In einer Welt, in der der rücksichtslose Raubbau an Bodenschätzen und eine Hybris von der Allmacht der Technik und von der Verfügbarkeit der Natur die Menschheit an den Rand einer Katastrophe geführt haben, fällt es schwer, ungebrochen jenen Fortschrittstraum, als dessen erster Akt die Eroberung und Erschließung des Westens der USA ursprünglich verstanden wurde, zu glorifizieren oder auch nur unkritisch abzuspiegeln.

Dass der Mythos vom Westen, den es zum Wohl der Menschheit in Besitz zu nehmen und auszubeuten gelte, später in einen größeren Rahmen übertragen wurde, beweisen beispielsweise jene Antworten, die der damalige US-Außenminister Kissinger 1972 in einem Interview mit der italienischen Publizistin Oriana Fallaci gegeben hat:

 

»Dr. Kissinger, wie erklären Sie sich den unglaublichen Superstar-Status, wie erklären Sie sich die Tatsache, dass Sie fast berühmter und populärer geworden sind als der Präsident?« »Der Hauptgrund liegt wohl in der Tatsache, dass ich immer allein gehandelt habe. Amerikaner bewundern dies ungemein. Amerikaner bewundern den Cowboy, der allein eine Karawane über Land führt, den Cowboy, der ein Dorf oder eine Stadt zu Fuß allein betritt. Allein und ohne Pistole, weil er einmal nicht schießen will. Er handelt. Das ist alles. Er setzt den Hebel an der richtigen Stelle an, zur rechten Zeit.

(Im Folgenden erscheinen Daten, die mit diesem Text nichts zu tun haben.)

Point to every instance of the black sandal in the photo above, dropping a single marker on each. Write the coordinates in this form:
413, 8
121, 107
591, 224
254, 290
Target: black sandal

Eine Wildwestgeschichte, wenn Sie so wollen.« »Ich verstehe. Sie sind also so eine Art Henry Fonda, unbewaffnet und bereit, mit den bloßen Fäusten für ehrenhafte Ideale zu kämpfen. Auf sich allein gestellt, tapfer.« »Nicht unbedingt tapfer. Bei diesem Cowboy bedarf es keiner Tapferkeit. Es reicht eben hin, dass er allein ist, dass er anderen zeigt, wie man ein solches Dorf betritt, wie man eine Aufgabe auf eine bestimmte Art löst. Dieser romantische überraschende Charakter gefällt mir. Allein zu handeln war immer ein Teil meines Stils oder meiner Technik, wenn Sie so wollen. Auch Unabhängigkeit. Und endlich Überzeugtheit. Ich bin immer unbedingt von der Notwendigkeit dessen, was ich tue, überzeugt.«

 

Lassen wir einmal außer acht, welche – meiner Ansicht nach erschreckenden – Rückschlüsse auf den Zustand von Demokratie gegen Ende des 20. Jahrhunderts in den USA von diesem Text her möglich werden; konzentrieren wir uns allein auf die Verbindung dieser Äußerung zum Mythos, so wird klar, dass gewisse Projektionen und Illusionen von der ursprünglichen Szenerie auf einen gewissermaßen weltweiten »Wilden Westen«, der freilich auch im Nahen oder Fernen Osten liegen kann, übertragen worden sind.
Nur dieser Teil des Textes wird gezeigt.